A recent study, published by Naunet Fisheries Consultants, analysed the impact of improving government transparency in fisheries according to the FiTI Standard on eco-certification efforts, and whether existing certification efforts incentivise national authorities to improve transparency of fisheries management.
In the late 1990s, voluntary third-party certifications of fish and seafood products (ecolabels) were developed as a market-based incentive to promote sustainable capture fisheries, responding to concerns about inadequate fishery management practices, unsustainable depletion of stocks and ecological degradation. In simple terms, certification programmes assess if a fishery meets certain sustainability requirements. Compliance with these requirements by the assessed fishery is communicated to consumers through an ecolabel on the product.
At the same time, it is now commonly agreed that public availability of credible information is paramount to achieving sustainable management of fisheries. Without reliable information the capacity of national authorities to make decisions based on the best available data is diminished. So is the ability of non-governmental stakeholders to exercise effective oversight, demand accountability and engage in public dialogue. Yet, many governments of coastal states many still not disclosing even basic management information on their fisheries sector, such as permits, fishing agreements, stock assessments, financial contributions, catch data and subsidies. Also, the limited data that is publicly available is too often incomplete, outdated, unverified or not readily accessible.
The report explores the linkages between two major fisheries certification standards, the Marine Stewardship Council (MSC) and Friend of the Sea (FoS), with the FiTI Standard. In addition to a desk-based research the report draws on inputs from relevant certification stakeholders, such as Conformity Assessment Bodies (CABs), MSC experts and participants of Fisheries Improvement Projects (FIPs).
The analysis shows that countries implementing the FiTI Standard could benefit from improving evaluations on specific performance indicators of:
- the MSC Fisheries Standard (V2.01/V.3), particularly those associated with Principles 1 (Stock status) and Principle 3 (Management system) for the MSC Fisheries Standard (V2.01/V.3), and
- at least four requirements of the FoS Wild Standard (v.4), i.e. stock status, legal conformity, fishery management, and social accountability.
Seeking to further integrate the FiTI’s transparency requirements into certification processes and FIPs was recommended, so that stakeholders can have access to more comprehensive and reliable information on fisheries management. This is quite timely due to the inclusion of the Evidence Requirements Framework (ERF) of the MSC Fisheries Standard 3.0. This new framework was developed to assess the accuracy and quality of information for various performance indicators. Initiatives like the FiTI could therefore clearly strengthen the certification process by supporting national authorities and other related stakeholders in ensuring the timely provision of accurate, comprehensive, and accessible data.

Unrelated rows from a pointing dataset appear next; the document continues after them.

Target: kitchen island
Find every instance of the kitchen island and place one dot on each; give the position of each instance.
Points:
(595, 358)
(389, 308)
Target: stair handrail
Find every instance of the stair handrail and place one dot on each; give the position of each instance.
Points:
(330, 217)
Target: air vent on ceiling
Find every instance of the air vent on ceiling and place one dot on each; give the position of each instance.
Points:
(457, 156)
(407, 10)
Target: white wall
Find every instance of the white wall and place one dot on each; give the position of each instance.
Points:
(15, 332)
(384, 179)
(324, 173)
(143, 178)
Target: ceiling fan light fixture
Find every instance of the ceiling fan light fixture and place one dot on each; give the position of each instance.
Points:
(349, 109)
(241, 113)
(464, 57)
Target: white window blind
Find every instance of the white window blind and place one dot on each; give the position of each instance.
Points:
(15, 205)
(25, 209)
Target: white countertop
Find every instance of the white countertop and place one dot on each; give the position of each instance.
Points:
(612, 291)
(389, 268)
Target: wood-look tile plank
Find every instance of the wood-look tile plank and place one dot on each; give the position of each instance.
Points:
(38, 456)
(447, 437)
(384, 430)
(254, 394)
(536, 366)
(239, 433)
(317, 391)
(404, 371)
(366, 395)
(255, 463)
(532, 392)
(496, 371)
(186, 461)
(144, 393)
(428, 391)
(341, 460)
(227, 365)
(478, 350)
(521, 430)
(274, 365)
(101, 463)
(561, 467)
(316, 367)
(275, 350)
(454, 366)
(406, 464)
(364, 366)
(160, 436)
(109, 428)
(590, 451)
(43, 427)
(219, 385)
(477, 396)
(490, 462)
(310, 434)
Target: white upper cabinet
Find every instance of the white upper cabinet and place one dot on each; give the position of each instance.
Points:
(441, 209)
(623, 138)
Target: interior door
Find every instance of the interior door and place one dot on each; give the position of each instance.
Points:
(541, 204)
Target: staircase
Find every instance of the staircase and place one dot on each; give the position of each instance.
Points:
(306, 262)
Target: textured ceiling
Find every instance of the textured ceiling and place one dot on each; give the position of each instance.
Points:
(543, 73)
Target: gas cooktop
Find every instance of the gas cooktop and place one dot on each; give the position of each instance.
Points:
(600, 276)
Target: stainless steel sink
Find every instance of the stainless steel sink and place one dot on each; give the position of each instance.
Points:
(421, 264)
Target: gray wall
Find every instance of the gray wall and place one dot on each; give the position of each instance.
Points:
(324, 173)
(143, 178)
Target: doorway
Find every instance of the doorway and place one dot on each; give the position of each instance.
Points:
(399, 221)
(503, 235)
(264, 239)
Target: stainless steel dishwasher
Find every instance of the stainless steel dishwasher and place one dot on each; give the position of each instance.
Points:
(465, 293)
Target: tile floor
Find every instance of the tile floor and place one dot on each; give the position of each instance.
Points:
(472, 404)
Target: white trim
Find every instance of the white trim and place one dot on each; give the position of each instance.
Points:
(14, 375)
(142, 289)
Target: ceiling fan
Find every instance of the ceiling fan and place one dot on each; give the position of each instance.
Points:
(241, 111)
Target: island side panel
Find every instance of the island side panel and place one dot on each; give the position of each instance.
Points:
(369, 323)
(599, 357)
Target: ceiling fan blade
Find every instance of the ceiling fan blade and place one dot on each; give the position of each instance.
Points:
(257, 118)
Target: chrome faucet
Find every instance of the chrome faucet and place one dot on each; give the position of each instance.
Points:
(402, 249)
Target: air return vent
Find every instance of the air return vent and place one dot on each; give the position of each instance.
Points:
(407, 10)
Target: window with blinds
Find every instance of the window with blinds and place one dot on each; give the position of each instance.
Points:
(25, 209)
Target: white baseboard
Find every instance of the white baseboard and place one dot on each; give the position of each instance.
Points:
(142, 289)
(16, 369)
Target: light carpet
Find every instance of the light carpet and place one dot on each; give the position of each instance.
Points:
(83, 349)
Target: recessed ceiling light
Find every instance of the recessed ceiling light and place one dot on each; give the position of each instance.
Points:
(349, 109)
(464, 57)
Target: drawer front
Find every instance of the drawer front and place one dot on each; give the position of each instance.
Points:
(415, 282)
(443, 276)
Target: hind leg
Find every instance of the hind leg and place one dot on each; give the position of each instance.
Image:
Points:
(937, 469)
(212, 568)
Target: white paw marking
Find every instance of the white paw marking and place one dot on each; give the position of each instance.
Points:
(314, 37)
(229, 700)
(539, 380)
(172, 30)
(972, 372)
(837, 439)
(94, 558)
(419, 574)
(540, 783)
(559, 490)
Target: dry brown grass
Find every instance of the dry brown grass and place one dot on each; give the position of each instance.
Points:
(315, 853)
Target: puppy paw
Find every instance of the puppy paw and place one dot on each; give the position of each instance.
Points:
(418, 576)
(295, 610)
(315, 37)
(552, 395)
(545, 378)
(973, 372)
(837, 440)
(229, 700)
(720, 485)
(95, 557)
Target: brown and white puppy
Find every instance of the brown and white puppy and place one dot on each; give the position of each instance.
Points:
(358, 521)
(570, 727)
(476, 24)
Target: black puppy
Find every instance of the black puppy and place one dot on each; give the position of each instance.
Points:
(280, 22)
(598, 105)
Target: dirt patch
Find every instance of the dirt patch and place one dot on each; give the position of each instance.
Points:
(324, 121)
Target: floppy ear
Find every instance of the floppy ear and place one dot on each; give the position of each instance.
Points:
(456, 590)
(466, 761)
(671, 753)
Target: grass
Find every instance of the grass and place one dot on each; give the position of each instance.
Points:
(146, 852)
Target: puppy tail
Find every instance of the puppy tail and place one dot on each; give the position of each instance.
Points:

Furthermore, evidence gathered in the case study of the Seychelles – a leading FiTI implementing country and currently undergoing MSC certification efforts – showed an increasing utilisation of annual FiTI Reports, particularly in the scoring of MSC Principle 3 (P3), specifically Sub-Indicators (SI) 3.1.2 and 3.2.3. As part of these certification efforts, FiTI Reports have been frequently cited to support the scoring rationale, demonstrating a direct influence on the scoring process.
In addition, the outcomes of the stakeholder consultations showed that:
- 94% of the interviewed/surveyed stakeholders viewed a more transparent fishing management body as beneficial for eco-certification initiatives.
- 70% of the interviewed/surveyed stakeholders indicated that they consider the level of transparency of the management body when calculating the cost of the fisheries assessment process.
- 100% of the interviewed/surveyed stakeholders agreed that the lack of data would increase the budget for a Fisheries Improvement Project.
- Knowledge about the FiTI Standard among relevant certification stakeholders, such as Conformity Assessment Bodies (CABs), MSC experts and FIP participants, is still limited.
In summary, the report underscores the crucial interplay between transparency, effective fisheries governance, and ecolabels. It also emphasizes how collaborative efforts between governments and the fisheries sector enhance their management practices and transparency, not only to foster environmental sustainability but also to unlock promising market prospects through eco-certifications.
The report was commissioned by the Swedish Agency for Marine and Water Management (SwAM), financed by the Swedish International Development Cooperation Agency (Sida). The FiTI International Secretariat contributed to the report under its ‘beneFiTIng’ programme.